Tips for reducing memory usage

Hi all,

I’m trying to run a couple of Kotlin microservers on an Amazon Lightsail server, and I’m running into the problem that even one application uses up a lot of the limited RAM. The server has 1GB of RAM, and when I run both applications, usually within 24 hours they chew up all the RAM.

I’m looking for any tips people have for:

  1. Modifying my Kotlin code to reduce memory usage
  2. Options to reduce the memory usage of the JVMs
  3. Any other advice

I’ve thought about either trying to find a JDK that specializes in low memory usage, or simply compiling native binaries (either with Kotlin Native, or with another tool that can compile Java code to native machine code). I’ve also wondered if it’s possible to run multiple jar files in one JVM, so that there’s only one JVM’s worth of memory overhead.

I’m also ideally planning a third Kotlin microservice to run on this server… but with the way things are looking right now, I might have to write it using something with a much lower memory footprint (maybe Python is good for low memory usage? idk)

I’ve currently got the max heap constrained to 128mb for both services; last time the server ran out of memory they were each constrained to a 256mb max heap. There are a few other things running on this server that are using a bit of memory as well (MariaDB server, PHP server).

How good is Kotlin Native compared to using a JVM? When I was searching for threads earlier, I saw one that said Kotlin Native is slower compared to JVM; is that still the case?

All suggestions welcome. :slight_smile:

2 Likes

You might try taking a heap dump, and examining it to see what objects are taking up the space. You might find that some are obviously no longer needed, or are taking far more memory than you expect — which would indicate the sort of code changes that might help.

You can trigger a heap dump at any time using tools such as jmap, jcmd, or JVisualVM, or automatically at the point when it runs out of memory by adding the -XX:+HeapDumpOnOutOfMemoryError command-line option, or programmatically using a HotSpotDiagnosticMXBean; you can then use a tool such as jhat to analyse the heap dump.

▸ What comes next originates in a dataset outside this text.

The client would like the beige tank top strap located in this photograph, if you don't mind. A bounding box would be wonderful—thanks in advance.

Bear in mind that the heap dump file can be large, and take some time to write, so ensure you have enough disk space and patience. Analysing it can take some patience, too — but it’s the only way to be sure exactly what’s taking up your memory! I often find that many of the objects are stored deep in arrays and other structures; it helps if you can follow the chain of references back to something you recognise.

1 Like

Right I should have mentioned this in the first post; the applications aren’t doing anything right now. I’ve only just started deploying them, so they’re not being used, they’re just sitting idle. But they’re still chewing up 200MB~ RAM each. Is this just “JVM uses a lot of memory”, or can I do things to reduce it?

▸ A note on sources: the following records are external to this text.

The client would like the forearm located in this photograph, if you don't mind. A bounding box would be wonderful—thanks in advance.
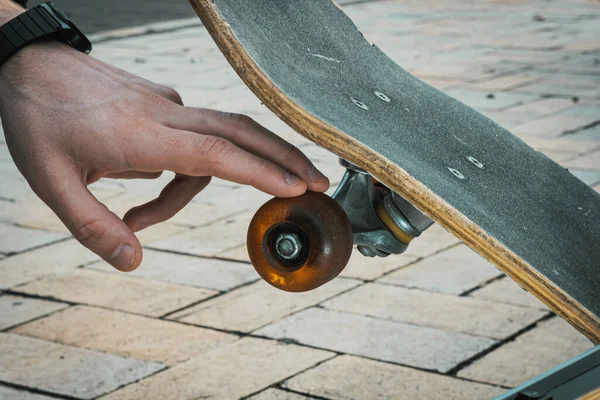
[0,0,25,25]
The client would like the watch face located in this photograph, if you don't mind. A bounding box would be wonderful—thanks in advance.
[39,3,92,54]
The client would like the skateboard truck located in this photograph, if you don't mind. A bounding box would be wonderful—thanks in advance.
[332,159,433,257]
[246,160,433,292]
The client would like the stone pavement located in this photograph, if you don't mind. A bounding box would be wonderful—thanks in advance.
[0,0,600,400]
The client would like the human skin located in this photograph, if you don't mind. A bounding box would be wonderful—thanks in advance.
[0,0,329,271]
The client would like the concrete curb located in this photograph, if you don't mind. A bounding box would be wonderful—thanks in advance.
[88,17,202,43]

For anyone following this thread, I found out pretty quickly that Kotlin/Native is NOT the awesome solution that I thought it would be. :stuck_out_tongue: Kotlin/Native doesn’t work with existing Java libraries, I guess since it’d have to decompile and recompile to native code, or compile the Java bytecode to native code… so since my projects are written using a bunch of Java libraries, Kotlin/Native is not an option for me unless I’m willing to rewrite all my code… which I’m not. If I was going to go to that extreme, I’d actually research which language has the least resource consumption and use it, instead.

So for now, I’m looking at GraalVM, and hoping it’ll be the silver bullet to reduce the resource usage.

Without an heap dump is impossible to understand what heap contains, so please consider the previous suggestion.
What is the error you get? Understanding your problems better can help us.
How much memory the heap uses in container? 25%? 50%? JVM and Java codes allocate non-heap memory, too.

I’m not getting an error. I’m simply finding that the memory usage of the Java applications is too high for the limited RAM available on the server I’m using.

I’m not running the application in any kind of Docker container, if that’s what you mean by container? After clamping the max heap size to 128m, each application is using roughly 20% of the available 1GB of RAM.

Also, I realise now that this probably isn’t an appropriate topic for this forum, so perhaps it should be closed. One of my applications is using Dropwizard, so it’s basically all Java code. The other one is using Ktor, but I’m suspecting that the cause of the high memory usage is really just the JVM, and there’s nothing Kotlin-specific I can do to improve it. :slight_smile:

What do you mean exactly by saying the memory usage is too high? That they consume more than the configured max? That they already consume max even if not doing too much yet? Please note unused RAM is a wasted RAM. Applications and operating systems tend to consume as much RAM as possible, but that doesn’t necessarily mean they can’t run with a smaller memory footprint.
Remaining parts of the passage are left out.